Abstract

We study Community Detection (CD) on a class of sparse spatial random graphs embedded in the Euclidean space. Our random graph is the planted-partition version of the random connection model studied in Stochastic Geometry. Each node has two labels - an i.i.d. uniform {−1, +1} valued community label and a Rd valued location label which form the support of a Poisson Point Process of intensity λ on Rd. Conditional on the labels, edges are drawn independently at random depending both on the Euclidean distance between the nodes and the community labels on the nodes. The CD problem then consists in estimating the partition of nodes into communities better than at random, based on an observation of the random graph and the spatial location labels on nodes. We establish a non-trivial phase-transition for this problem in terms of λ. We show that for small λ, there exists no algorithm for CD, For large λ, our algorithm solves CD efficiently. We show that for small λ, there exists no algorithm for CD. For large λ, we propose an algorithm which solves CD efficiently.

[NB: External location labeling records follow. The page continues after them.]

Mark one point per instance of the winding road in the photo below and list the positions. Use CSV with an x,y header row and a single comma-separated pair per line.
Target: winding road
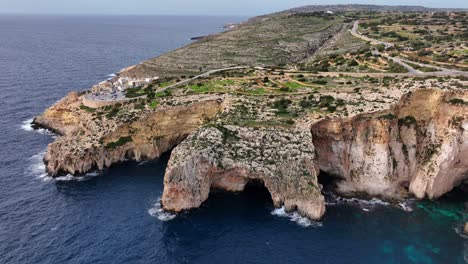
x,y
404,62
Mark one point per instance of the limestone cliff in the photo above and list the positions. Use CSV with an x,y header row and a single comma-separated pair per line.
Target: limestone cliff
x,y
79,150
420,145
228,157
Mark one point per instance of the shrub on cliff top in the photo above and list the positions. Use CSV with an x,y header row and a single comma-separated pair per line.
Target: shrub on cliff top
x,y
407,121
122,141
457,101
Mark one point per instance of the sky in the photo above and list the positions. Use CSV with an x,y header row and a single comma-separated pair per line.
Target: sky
x,y
190,7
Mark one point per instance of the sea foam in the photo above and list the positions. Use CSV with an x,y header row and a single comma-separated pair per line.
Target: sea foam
x,y
37,166
295,217
158,212
26,125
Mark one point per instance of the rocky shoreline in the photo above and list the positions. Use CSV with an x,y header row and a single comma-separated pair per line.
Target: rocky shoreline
x,y
416,148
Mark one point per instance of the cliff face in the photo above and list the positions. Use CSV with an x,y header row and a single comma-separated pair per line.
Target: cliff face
x,y
61,118
145,138
417,146
420,145
228,157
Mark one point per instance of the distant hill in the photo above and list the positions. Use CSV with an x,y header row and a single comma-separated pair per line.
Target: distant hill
x,y
376,8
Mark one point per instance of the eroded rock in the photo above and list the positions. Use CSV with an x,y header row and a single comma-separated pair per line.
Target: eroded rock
x,y
228,157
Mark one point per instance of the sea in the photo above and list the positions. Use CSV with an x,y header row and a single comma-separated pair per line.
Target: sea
x,y
115,216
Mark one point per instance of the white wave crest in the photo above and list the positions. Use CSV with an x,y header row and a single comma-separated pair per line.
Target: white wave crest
x,y
460,231
26,125
295,217
406,206
158,212
37,166
70,177
366,205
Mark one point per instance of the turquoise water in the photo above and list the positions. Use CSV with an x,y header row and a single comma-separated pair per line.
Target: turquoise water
x,y
115,217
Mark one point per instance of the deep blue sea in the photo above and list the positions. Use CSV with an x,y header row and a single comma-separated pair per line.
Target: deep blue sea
x,y
115,218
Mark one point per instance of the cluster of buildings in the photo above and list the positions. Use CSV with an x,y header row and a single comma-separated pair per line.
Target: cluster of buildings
x,y
120,84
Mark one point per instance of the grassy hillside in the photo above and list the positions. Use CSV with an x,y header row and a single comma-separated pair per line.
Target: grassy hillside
x,y
273,40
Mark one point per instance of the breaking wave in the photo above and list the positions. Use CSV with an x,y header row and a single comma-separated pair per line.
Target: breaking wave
x,y
158,212
295,217
85,177
26,125
37,166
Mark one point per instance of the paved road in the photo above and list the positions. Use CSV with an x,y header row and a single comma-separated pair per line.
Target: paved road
x,y
206,74
373,41
404,62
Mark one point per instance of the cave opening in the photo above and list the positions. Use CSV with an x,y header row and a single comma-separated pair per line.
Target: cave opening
x,y
328,181
253,198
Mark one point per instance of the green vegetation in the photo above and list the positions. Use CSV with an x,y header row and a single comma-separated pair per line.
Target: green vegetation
x,y
282,106
122,141
387,117
154,104
458,101
407,121
87,109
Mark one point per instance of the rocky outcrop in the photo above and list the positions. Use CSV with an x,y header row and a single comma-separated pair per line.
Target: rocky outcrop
x,y
421,145
61,117
143,139
228,157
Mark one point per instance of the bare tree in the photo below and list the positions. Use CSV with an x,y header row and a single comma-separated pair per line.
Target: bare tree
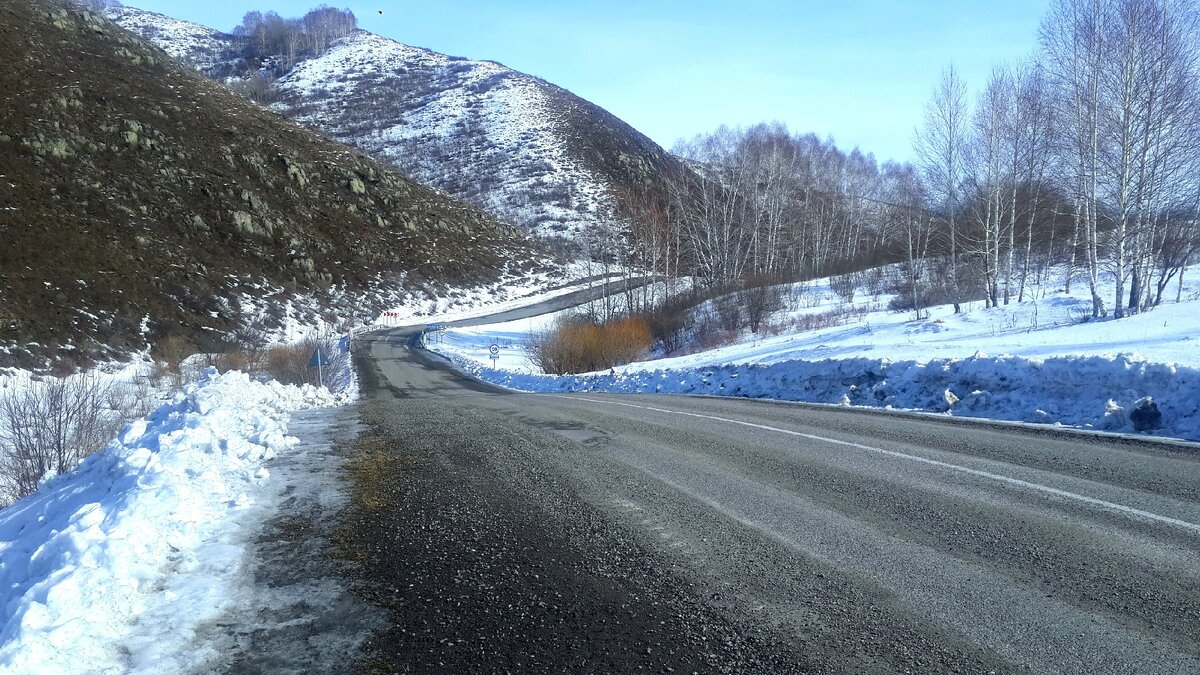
x,y
941,145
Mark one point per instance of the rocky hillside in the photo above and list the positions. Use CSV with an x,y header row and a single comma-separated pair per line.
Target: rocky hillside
x,y
526,150
141,199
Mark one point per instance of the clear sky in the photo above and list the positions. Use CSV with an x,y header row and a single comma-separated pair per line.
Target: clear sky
x,y
858,70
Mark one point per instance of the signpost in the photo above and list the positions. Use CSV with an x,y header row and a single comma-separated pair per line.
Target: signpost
x,y
319,360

In certain special cases, we establish the exact threshold on λ which separates the existence of an algorithm which solves CD from the impossibility of any algorithm. We also establish a distinguishability result which says that one can always efficiently infer the existence of a partition given the graph and the spatial locations even when one cannot identify the partition better than at random. This is a new phenomenon not observed thus far in any non-spatial Erdős-Renyi based models.